Sang-In Park1,2, Dong-Wha Kang3, Hyeong-Seok Lim1.   

Abstract

Disability in patients with acute stroke varies over time, with the prediction of outcomes being critical for proper management. This study aimed to develop a model to predict the cumulative probability of each modified Rankin Scale (mRS) score over time with inclusion of significant covariates. Longitudinal data obtained from 193 patients, 1-24 months after onset of acute ischemic stroke, were included for a modeling analysis using nonlinear mixed-effect modeling (NONMEM). After selecting a model that best described the time course of the probability of different mRS scores, potential covariates were tested. Visual predicted check plots, parameter estimates, and decreases in minimum objective function values were used for model evaluation.
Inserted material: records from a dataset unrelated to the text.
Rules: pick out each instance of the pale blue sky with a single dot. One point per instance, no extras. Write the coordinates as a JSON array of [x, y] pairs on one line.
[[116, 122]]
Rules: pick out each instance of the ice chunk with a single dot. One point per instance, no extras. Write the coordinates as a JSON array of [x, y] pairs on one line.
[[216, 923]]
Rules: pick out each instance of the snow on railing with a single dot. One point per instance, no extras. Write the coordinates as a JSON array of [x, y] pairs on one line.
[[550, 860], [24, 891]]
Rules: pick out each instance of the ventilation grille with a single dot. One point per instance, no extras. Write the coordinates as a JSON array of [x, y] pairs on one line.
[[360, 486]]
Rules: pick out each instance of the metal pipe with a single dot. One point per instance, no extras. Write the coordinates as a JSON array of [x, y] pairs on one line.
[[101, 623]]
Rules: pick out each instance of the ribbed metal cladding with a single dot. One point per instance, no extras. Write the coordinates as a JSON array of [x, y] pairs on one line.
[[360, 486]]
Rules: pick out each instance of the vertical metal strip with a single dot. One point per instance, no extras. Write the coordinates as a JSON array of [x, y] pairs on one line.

The inclusion of disease progression (DP) in the baseline proportional odds cumulative logit model significantly improved the model compared to the baseline model without DP. An inhibitory maximum effect (Emax ) model was determined to be the best DP model for describing the probability of specific mRS scores over time. In the final model, DP was multiplied with the baseline cumulative logit probability with a baseline adjustment. In addition to differences in lesion volume (DLV), the final model included comorbid diabetes mellitus (DM) and baseline National Institutes of Health Stroke Scale (NIHSS) scores on Emax as statistically significant covariates. This study developed a model including DLV, NIHSS score, and comorbid DM for predicting the disability time course in patients with acute ischemic stroke. This model may help to predict disease outcomes and to develop more appropriate management plans for patients with acute stroke.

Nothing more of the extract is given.